The new league they've pinned their hopes on as a flagship for local football would be scuppered on the slipway.

There's too much at stake for Portadown to be banking on the IFA once again flouting their own rules. I fear they are about to discover that those who live by the old rules, perish by the new ones.

The proud, old Ports will be missed, there's no doubt about that.. and speaking as one of their number, nowhere more than down the road by the majority of Glenavon fans who relish the local rivalry.

Just as they missed us when we were down among the dead men. Our stadium and record didn't save us then.

But, like Glenavon, and Ballymena and Coleraine before them, they'll only be gone in the short term.

They'll win the lower division by a country mile, and certainly raise its profile. The downside is they could be there for two years, if as proposed, there is no promotion and relegation to and from the new league in the first season.

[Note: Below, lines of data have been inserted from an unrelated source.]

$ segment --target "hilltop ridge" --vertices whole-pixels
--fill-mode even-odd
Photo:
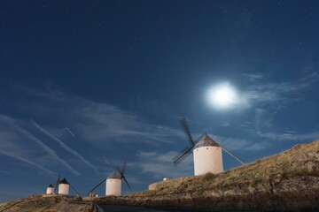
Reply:
[[[92,211],[90,202],[189,211],[319,211],[319,140],[221,174],[157,182],[128,196],[82,201],[44,196],[2,203],[0,211]]]
[[[319,211],[319,140],[221,174],[158,182],[113,201],[191,211]]]

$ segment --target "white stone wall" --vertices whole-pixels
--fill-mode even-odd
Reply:
[[[193,150],[194,174],[207,172],[218,174],[223,171],[222,148],[220,147],[201,147]]]
[[[58,185],[58,194],[68,195],[70,186],[68,184],[59,184]]]
[[[117,178],[106,179],[105,196],[108,195],[121,196],[121,180]]]
[[[54,187],[47,187],[46,194],[52,194],[54,193]]]

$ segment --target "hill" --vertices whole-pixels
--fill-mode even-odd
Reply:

There'll be an impact, too, on revenue, playing personnel - will their stars want to play in the lower division - and maybe even their bedrock, Big Ronnie, so Portadown through and through, he regards winning trophies as a civic duty. How let down will he feel?

And what of Portadown's dismayed army of loyal fans?

When their anger at the decision subsides, they must surely look for answers from within.

If it was my club, I'd consider the position they've been put in a resignation matter.

I know my old mate Lindsay would have thought the same.

And nine years to the week after he left us, I now know, too, what he meant when he said the less you know about running a football club, the better.

These days it seems to be the criteria for boardroom membership.